Macelleria messicana e l’uomo maligno

Le violenze subite dai detenuti nel carcere di Santa Maria Capua Vetere impongono una riflessione che superi la mera isterica indignazione e ponga il tema della violenza sistemica nelle nostre carceri in una prospettiva di più ampio respiro e di dibattito civile. Violenza sistemica perché Santa Maria Capua Vetere segue analoga violenza avvenuta nel 2019 alle Vallette e alle tante altre aggressioni fisiche che le famigerate squadrette, interne ad ogni carcere, perpetrano ai danni dei detenuti, elemento da non sottovalutare, tra i più fragili.

Ci è semplice riprendere in mano Freud nei suoi scritti in cui teorizza che l’uomo è universamente criminale, “un maligno congenito” lo definisce, che gli psicanalisti Staube ed Alexander perfezionano individuando in varie sottocategorie l’esito finale tra un continuo scontro tra conscio ed inconscio. Freud definisce la coscienza dell’uomo, come “progettazione di una reazione in risposta al male ragione per la quale, in ognuno di noi, alberga il delinquente ma anche il giudice interiore”.

Queste poche righe per chiarire che se le violenze perpetrate da agenti in divisa fossero passate al vaglio degli studiosi sopracitati, concluderemmo che il contesto carcere quale situazione del tutto anomala rispetto al vivere quotidiano ha fatto prevalere l’Io che alberga nel maligno congenito rispetto all’Es che, risvegliando la coscienza, inibisce la sua emersione.

Ma queste sono teorie degli anni 30’ e, seppure affascinanti e forse fondate anche su assunti esperienziali, spiegano l’atto deviante del singolo imprevisto ed occasionale ma non un sistematico, premeditato agito criminale, a maggiore ragione quando questo è collettivo.

Contesti criminogeni

Ed allora, più che la criminologia, ci soccorre la psicologia per spiegare quanto il contesto carcere determini, nei detenuti e negli stessi operatori penitenziari, un modus operandi che travalica lo stato di diritto e si immerge in relazioni di forza che nulla hanno a che vedere con i principi costituzionali che regolano l’espiazione di una pena.

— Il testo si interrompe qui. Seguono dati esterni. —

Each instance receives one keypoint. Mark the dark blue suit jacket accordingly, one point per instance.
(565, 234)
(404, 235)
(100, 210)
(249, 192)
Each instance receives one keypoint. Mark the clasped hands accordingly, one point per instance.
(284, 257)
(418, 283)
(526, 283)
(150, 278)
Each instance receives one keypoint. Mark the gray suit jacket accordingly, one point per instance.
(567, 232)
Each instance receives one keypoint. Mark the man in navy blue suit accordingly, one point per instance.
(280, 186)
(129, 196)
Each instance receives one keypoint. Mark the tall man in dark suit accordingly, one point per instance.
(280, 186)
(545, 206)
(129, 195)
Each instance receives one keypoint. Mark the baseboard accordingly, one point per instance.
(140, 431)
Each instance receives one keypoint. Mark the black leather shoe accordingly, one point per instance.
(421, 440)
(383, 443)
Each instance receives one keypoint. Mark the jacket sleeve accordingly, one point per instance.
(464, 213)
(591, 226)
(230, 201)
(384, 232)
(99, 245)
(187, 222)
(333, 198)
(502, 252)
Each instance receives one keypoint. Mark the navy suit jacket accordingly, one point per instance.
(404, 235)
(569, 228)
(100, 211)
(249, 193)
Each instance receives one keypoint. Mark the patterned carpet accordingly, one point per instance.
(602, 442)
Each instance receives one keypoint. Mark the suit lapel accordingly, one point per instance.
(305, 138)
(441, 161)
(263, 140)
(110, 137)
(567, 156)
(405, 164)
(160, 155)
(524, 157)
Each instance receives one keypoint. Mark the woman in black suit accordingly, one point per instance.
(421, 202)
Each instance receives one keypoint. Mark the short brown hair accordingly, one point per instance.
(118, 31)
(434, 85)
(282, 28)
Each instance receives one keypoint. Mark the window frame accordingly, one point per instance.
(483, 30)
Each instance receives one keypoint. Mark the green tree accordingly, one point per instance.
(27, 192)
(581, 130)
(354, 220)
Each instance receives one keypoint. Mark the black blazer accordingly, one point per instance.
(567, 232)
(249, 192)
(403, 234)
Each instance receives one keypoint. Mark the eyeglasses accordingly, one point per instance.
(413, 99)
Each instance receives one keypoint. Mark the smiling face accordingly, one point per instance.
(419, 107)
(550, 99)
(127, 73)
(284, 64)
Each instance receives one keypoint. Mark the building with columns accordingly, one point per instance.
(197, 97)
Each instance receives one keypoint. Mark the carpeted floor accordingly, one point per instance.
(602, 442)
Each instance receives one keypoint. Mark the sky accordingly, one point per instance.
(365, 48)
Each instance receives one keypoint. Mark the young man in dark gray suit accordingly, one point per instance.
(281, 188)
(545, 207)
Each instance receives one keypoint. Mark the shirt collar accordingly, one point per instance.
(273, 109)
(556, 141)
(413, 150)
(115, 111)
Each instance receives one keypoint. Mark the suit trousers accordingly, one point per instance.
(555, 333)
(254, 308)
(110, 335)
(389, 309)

Numerosi studi hanno simulato, in determinati contesti, la totale immedesimazione in ruoli apparentemente alieni alla struttura di personalità di chi vi ha partecipato. Il più famoso, e criticato, è l’esperimento di Stanford che partiva dalla premessa per cui gli individui sono definiti dal gruppo a cui appartengono. L’esperimento prevedeva una ripartizione degli studenti partecipanti in due gruppi: prigionieri e carcerieri, registrando, nel tempo, l’imbarbarimento delle relazioni che posero fine all’esperimento anzi tempo. Altre esperienze su questo primo studio vennero, in seguito, riformulate.

Quale punizione?

Basterebbero questi studi per indurci a riflettere sul contesto carcere e su quanto tale contesto influisca sugli agiti di chi vi abita. Un contesto fallimentare che, dalla parte del detenuto si manifesta con un tasso recidivante altissimo, e dalla parte degli agenti con il ricorso alla violenza quale codice di comunicazione dominante.

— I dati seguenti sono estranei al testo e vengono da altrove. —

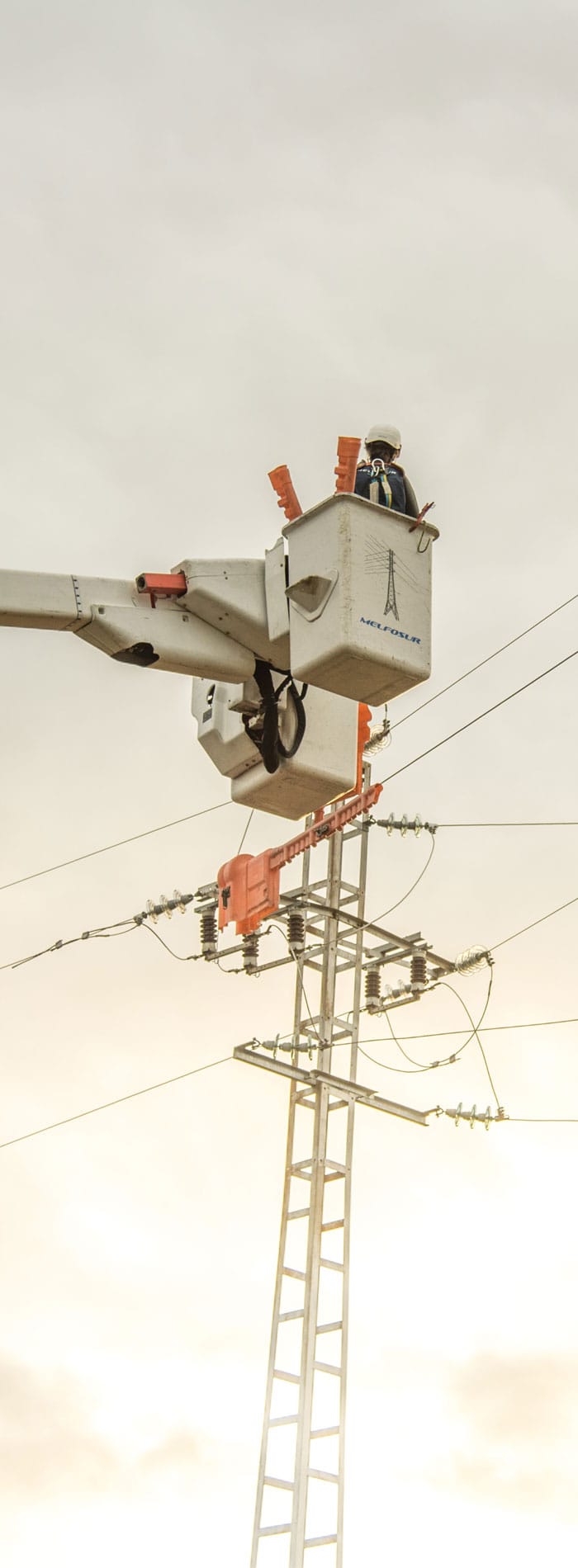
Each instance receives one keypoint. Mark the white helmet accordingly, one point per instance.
(388, 433)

Nulla di nuovo, quindi, ma il perpetuarsi di una inerzia da parte di chi avrebbe il dovere di intervenire (in primis il Dipartimento Amministrazione Penitenziaria) che, si teme, neppure i fatti gravissimi di Santa Maria Capua Vetere riuscirà a smuovere. Assisteremo ancora a episodi di violenza preferendo nascondere la testa nella sabbia piuttosto che riformare la giustizia punitiva, relegando il carcere a effettiva e concreta extrema ratio e anteponendogli ben altre forme di punibilità.